El programa cibernético Match Insight que utilizó la selección alemana para planear sus partidos en el Mundial de Fútbol 2014, contiene datos sobre cada detalle del desempeño que han mostrado los adversarios. A partir de esa información se instruye a cada jugador sobre las precisas tareas que realizará en la cancha.

La espontaneidad y la libertad de movimientos quedan encasilladas por el programa mental del individuo y su relación con el resto del equipo. De atletas están evolucionando a imitadores de un texto contenido en la computadora. Los jugadores se desempeñan supervisados por el programa cibernético.

Hoy la ambición de inmortalidad sigue deslumbrando a grupos y asociaciones en diversas partes del mundo. Individuos que se sienten perfectos -científicos en su mayoría- sueñan con convertir su cerebro en un programa transferible a un cuerpo incorruptible, maniobra que garantizaría seguir disfrutando de su propia conciencia por los siglos de los siglos. El movimiento de los transhumanistas (así se hacen llamar) tiene ramificaciones en distintos ámbitos de las ciencias biológicas.

En un artículo de Héctor Velázquez Fernández (“Transhumanismo, libertad e identidad humana”, revista Thémata, número 41, 2009, página 580) se resumen algunos de los objetivos de dicho movimiento. Los transhumanistas pronosticaban hace una veintena de años que si se lograra una libertad total de investigación, paulatinamente se irían obteniendo modificaciones humanas y sociales a gran escala que podrían seguir etapas como las siguientes: en el 2013, se prohibirían los alimentos de origen natural.
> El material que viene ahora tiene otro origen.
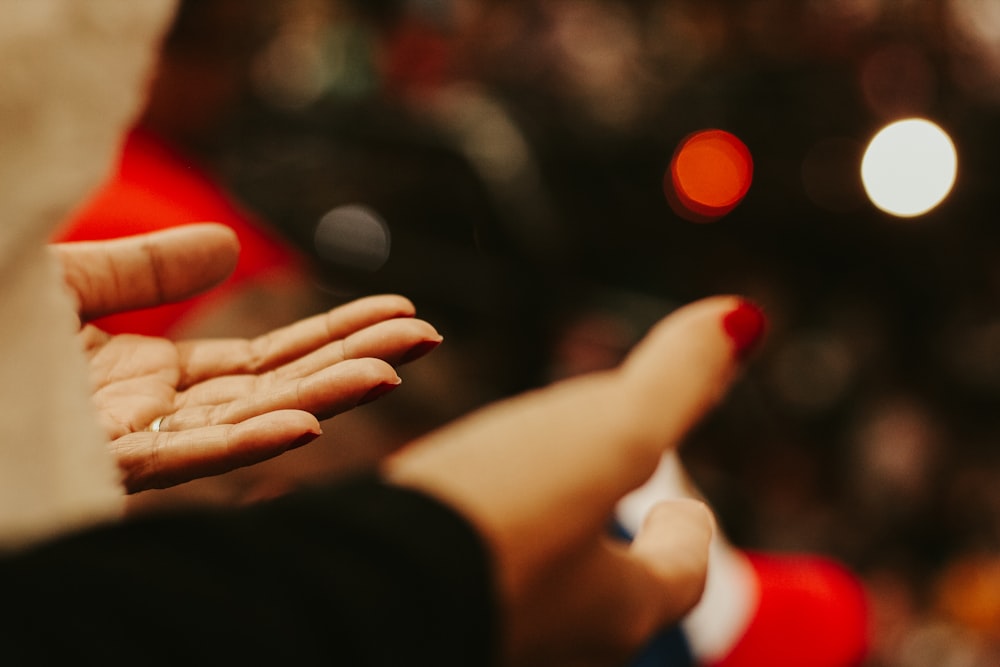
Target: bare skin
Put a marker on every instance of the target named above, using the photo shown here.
(540, 475)
(224, 403)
En el 2022, la ONU concedería al ciberespacio la categoría de nuevo continente. En el 2032 se cerraría la última compañía de vuelos aéreos regulares, debido a la telepresencia. En el 2071 se haría institucional el vertido de cerebros al ciberespacio una vez que los individuos murieran, y se convertirían en entidades autónomas.
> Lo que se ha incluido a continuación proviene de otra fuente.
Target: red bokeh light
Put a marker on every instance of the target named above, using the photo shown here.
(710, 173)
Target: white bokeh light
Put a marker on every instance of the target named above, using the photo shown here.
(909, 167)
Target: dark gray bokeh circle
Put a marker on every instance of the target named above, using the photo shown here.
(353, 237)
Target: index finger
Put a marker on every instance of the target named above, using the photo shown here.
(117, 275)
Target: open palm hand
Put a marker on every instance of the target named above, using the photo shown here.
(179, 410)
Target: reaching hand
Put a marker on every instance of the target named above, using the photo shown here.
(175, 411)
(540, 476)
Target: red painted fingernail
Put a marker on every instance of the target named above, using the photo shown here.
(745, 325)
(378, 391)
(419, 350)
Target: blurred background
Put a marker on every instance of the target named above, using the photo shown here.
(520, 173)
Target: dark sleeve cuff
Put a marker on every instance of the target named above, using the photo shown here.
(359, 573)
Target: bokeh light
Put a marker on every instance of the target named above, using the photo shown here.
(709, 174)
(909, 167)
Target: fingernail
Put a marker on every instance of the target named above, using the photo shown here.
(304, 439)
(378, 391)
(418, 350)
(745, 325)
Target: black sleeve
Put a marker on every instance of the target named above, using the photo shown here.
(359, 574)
En el 2088 se daría el nacimiento de Beethoven 2º, a partir de una clonación. Y finalmente en el 2100 moriría el último ser humano y sería disecado para su preservación museológica.
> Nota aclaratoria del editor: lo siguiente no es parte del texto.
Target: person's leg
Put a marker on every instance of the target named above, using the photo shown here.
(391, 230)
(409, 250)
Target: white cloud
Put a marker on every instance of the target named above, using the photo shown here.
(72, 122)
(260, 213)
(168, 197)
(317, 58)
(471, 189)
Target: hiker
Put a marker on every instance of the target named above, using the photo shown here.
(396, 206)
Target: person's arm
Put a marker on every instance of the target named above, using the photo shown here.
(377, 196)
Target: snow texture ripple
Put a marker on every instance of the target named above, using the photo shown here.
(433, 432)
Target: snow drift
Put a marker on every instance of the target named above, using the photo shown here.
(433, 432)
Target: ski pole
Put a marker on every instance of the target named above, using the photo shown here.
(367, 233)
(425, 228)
Precisamente, el autor discute los límites de la identidad y la libertad humana frente a un proyecto científico que pretende tomar en sus manos el curso de la evolución humana hacia una situación que excluiría a los miembros de la humanidad incapaces de acceder a esa distopía. Ominoso objetivo que exige profundizar en el examen de los límites para incorporar tecnología a la naturaleza y a nuestro cuerpo, que también es naturaleza.